Another question to ask when thinking about the process of institutional design and behavioral economics: why would these “Nudge” rules be any less prone to political manipulation, lobbying, and rent-seeking than more traditional top-down institutional design? The electricity default contract is an example; the traditional “consumer advocate” community generally uses its political and advocacy power to argue that opt-in default would expose consumers to too much unwanted price volatility and too much effort to avoid that price volatility, so the default should be everyone going on a fixed-price contract unless they want something else. “Nudge”-based institutions are still institutions of collective action, and thus are still going to have the same incentives for manipulation, lobbying, and rent seeking.

Finally, while I do think that the process of institutional design, including regulatory institutional design, can benefit from thinking about these choice architecture questions, I do think the “libertarian paternalism” nomenclature does a disservice to the language. “Nudge” applied to regulatory policy is not strictly libertarian, because regulation is still ultimately grounded in coercion. The “choice architecture” language does a much better job of communicating what this idea is about — incorporating behavioral and cognitive reality into institutional design. At least the “Nudge” approach to regulatory policy is more respectful of individual autonomy and choice than the likely bureaucratic alternatives.

In devising OIRA policy I’d like to hear Sunstein invoke another of his former Chicago colleagues, Ronald Coase, and state that in promoting and facilitating open, transparent markets, the most important role of economic regulatory policy is to reduce the transaction costs that prevent private parties from engaging in mutually-beneficial exchange.
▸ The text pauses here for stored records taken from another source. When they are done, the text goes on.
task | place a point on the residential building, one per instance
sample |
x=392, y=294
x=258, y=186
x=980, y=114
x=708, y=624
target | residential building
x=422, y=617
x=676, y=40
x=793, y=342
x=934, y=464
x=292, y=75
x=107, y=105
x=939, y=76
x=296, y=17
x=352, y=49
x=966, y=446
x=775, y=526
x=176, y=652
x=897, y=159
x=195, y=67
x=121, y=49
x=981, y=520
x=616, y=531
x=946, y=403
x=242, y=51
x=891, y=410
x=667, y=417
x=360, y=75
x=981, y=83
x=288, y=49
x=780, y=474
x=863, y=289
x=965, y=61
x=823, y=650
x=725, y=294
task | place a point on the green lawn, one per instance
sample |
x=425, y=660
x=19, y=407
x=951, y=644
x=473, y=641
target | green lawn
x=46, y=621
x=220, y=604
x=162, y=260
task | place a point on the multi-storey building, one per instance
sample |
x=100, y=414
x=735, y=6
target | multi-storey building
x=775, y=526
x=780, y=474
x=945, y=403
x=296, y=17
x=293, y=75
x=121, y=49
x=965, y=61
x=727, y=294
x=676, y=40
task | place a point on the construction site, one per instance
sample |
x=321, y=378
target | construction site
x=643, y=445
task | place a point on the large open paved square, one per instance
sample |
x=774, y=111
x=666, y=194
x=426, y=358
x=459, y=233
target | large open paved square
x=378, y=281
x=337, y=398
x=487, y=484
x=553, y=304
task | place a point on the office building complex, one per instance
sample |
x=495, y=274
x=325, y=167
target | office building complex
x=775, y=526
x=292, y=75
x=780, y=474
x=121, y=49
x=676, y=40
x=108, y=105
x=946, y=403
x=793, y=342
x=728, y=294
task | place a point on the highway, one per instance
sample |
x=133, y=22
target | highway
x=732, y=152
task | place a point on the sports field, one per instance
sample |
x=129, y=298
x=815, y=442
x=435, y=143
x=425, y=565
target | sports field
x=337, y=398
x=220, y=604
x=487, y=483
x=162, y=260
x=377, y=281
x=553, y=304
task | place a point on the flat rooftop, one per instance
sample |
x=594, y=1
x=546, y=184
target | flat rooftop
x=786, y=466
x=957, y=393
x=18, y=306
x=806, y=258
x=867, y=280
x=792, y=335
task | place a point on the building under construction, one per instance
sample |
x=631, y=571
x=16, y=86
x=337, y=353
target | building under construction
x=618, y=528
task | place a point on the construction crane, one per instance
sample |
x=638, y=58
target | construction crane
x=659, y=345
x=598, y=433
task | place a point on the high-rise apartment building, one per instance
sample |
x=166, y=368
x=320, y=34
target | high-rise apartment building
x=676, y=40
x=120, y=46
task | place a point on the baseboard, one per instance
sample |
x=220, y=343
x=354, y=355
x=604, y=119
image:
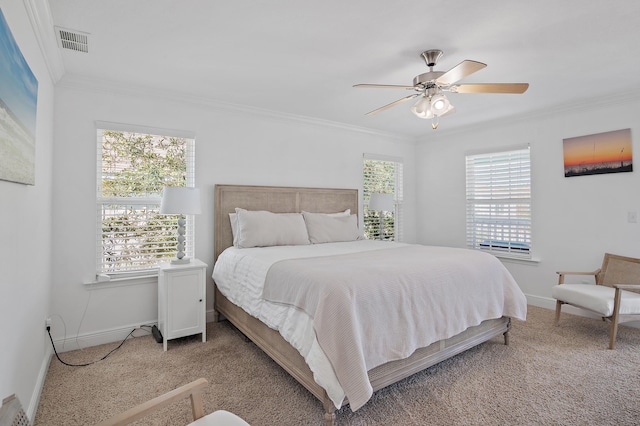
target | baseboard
x=106, y=336
x=82, y=341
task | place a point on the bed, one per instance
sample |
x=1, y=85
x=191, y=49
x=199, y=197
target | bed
x=304, y=358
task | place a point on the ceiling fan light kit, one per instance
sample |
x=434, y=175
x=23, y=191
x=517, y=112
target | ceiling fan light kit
x=431, y=85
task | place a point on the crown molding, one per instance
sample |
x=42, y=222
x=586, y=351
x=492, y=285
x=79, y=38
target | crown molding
x=83, y=83
x=586, y=104
x=42, y=23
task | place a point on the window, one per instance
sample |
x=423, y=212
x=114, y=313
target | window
x=382, y=175
x=499, y=202
x=134, y=164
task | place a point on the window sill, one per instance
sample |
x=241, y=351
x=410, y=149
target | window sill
x=150, y=278
x=506, y=258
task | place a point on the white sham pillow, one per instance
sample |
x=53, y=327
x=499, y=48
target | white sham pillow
x=323, y=228
x=347, y=212
x=261, y=228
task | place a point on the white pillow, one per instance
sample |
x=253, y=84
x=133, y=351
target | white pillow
x=347, y=212
x=323, y=228
x=263, y=229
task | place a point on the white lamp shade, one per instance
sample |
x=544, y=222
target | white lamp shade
x=422, y=108
x=180, y=200
x=381, y=202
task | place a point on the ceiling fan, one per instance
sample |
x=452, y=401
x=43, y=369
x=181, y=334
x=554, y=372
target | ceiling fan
x=430, y=86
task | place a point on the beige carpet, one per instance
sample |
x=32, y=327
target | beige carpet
x=546, y=376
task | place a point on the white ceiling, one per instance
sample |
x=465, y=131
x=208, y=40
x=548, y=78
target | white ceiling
x=302, y=58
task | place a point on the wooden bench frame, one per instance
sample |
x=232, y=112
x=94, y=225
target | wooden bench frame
x=618, y=272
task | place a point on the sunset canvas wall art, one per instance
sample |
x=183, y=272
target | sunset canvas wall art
x=18, y=101
x=600, y=153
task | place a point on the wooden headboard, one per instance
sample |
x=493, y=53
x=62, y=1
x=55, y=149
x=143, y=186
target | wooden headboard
x=277, y=199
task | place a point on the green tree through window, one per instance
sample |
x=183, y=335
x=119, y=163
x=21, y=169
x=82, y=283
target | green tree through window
x=383, y=176
x=133, y=168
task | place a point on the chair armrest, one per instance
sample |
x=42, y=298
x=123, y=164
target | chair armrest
x=561, y=274
x=193, y=389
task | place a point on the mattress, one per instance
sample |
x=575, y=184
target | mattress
x=240, y=275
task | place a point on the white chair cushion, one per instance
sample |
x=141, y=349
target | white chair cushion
x=597, y=298
x=220, y=418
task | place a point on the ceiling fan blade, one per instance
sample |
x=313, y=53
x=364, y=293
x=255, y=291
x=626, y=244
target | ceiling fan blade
x=490, y=88
x=382, y=86
x=451, y=111
x=460, y=71
x=399, y=101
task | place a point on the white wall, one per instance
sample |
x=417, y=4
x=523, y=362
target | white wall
x=575, y=220
x=232, y=147
x=25, y=233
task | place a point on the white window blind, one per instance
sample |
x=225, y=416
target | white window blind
x=133, y=168
x=499, y=202
x=383, y=174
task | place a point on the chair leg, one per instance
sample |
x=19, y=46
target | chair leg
x=614, y=319
x=558, y=308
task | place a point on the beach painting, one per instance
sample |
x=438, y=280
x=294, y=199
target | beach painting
x=600, y=153
x=18, y=100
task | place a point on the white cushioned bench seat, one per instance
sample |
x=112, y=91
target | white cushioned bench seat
x=597, y=298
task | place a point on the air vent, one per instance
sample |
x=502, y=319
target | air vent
x=73, y=40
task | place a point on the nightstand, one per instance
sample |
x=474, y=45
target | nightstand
x=181, y=300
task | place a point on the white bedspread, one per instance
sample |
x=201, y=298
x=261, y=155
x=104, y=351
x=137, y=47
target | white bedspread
x=240, y=275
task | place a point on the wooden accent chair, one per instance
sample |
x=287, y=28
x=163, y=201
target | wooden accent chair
x=194, y=391
x=614, y=296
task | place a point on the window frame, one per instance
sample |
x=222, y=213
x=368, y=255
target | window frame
x=149, y=201
x=498, y=201
x=398, y=197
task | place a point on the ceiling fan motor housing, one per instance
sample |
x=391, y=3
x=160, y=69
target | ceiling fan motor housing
x=423, y=80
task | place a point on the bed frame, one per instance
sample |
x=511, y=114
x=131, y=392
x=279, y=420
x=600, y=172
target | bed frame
x=321, y=200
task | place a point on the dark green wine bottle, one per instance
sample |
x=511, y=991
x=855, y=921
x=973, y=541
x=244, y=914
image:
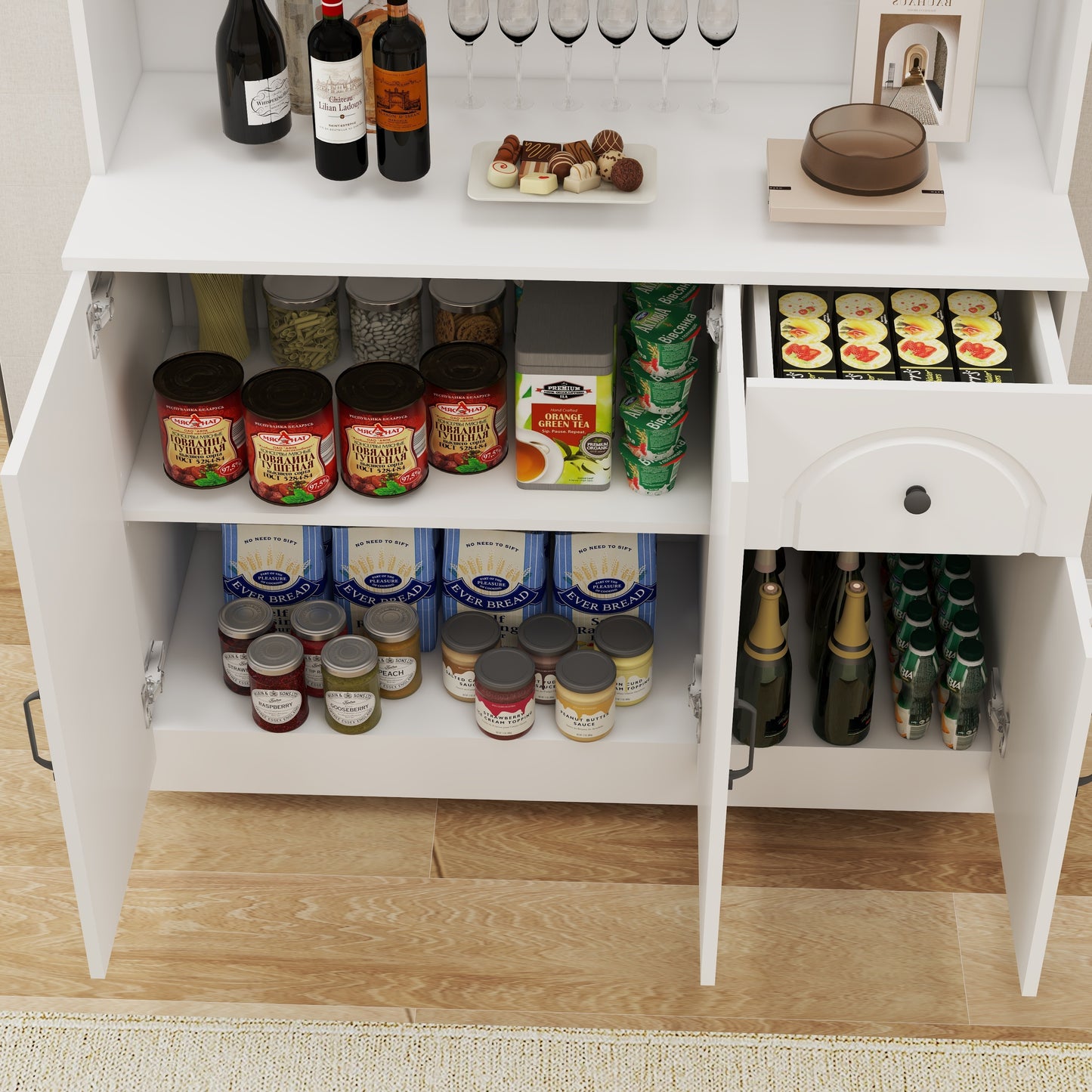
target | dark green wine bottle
x=765, y=673
x=843, y=711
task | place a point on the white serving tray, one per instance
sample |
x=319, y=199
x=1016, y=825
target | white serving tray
x=478, y=188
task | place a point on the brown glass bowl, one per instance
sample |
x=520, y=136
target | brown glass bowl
x=866, y=150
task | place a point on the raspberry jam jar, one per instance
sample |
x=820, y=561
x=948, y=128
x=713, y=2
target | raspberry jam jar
x=505, y=694
x=466, y=395
x=277, y=690
x=240, y=623
x=291, y=446
x=314, y=623
x=201, y=431
x=382, y=425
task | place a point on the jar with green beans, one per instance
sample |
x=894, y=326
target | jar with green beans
x=302, y=320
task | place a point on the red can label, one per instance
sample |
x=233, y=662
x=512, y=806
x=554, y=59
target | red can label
x=468, y=432
x=203, y=447
x=292, y=463
x=383, y=454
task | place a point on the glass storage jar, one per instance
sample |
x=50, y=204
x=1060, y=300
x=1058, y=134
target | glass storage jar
x=314, y=623
x=302, y=320
x=463, y=638
x=385, y=319
x=395, y=630
x=240, y=623
x=351, y=680
x=277, y=690
x=468, y=311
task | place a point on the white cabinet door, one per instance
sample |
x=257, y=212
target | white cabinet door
x=721, y=608
x=63, y=484
x=1040, y=623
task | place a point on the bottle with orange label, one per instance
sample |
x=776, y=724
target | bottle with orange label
x=401, y=85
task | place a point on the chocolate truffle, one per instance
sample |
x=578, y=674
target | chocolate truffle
x=627, y=175
x=606, y=140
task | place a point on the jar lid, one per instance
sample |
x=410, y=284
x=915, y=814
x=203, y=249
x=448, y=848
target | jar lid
x=382, y=292
x=546, y=635
x=505, y=670
x=470, y=631
x=286, y=394
x=245, y=618
x=299, y=291
x=466, y=297
x=274, y=654
x=317, y=620
x=348, y=657
x=463, y=366
x=623, y=636
x=382, y=387
x=586, y=670
x=391, y=621
x=198, y=378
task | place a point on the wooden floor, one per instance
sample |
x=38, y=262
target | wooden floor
x=530, y=913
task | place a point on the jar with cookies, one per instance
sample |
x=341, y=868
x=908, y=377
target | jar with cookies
x=468, y=311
That means using OIRA to evaluate the entry barriers and other transaction costs that federal regulation can create. OIRA does cover other areas of regulatory policy where the ideas of transaction costs are not as strictly relevant, but thinking in terms of reciprocal benefit, reducing transaction costs, and the alignment of, for example, environmental and economic incentives through the reduction of transaction costs and better-defined property rights transcends economic regulation.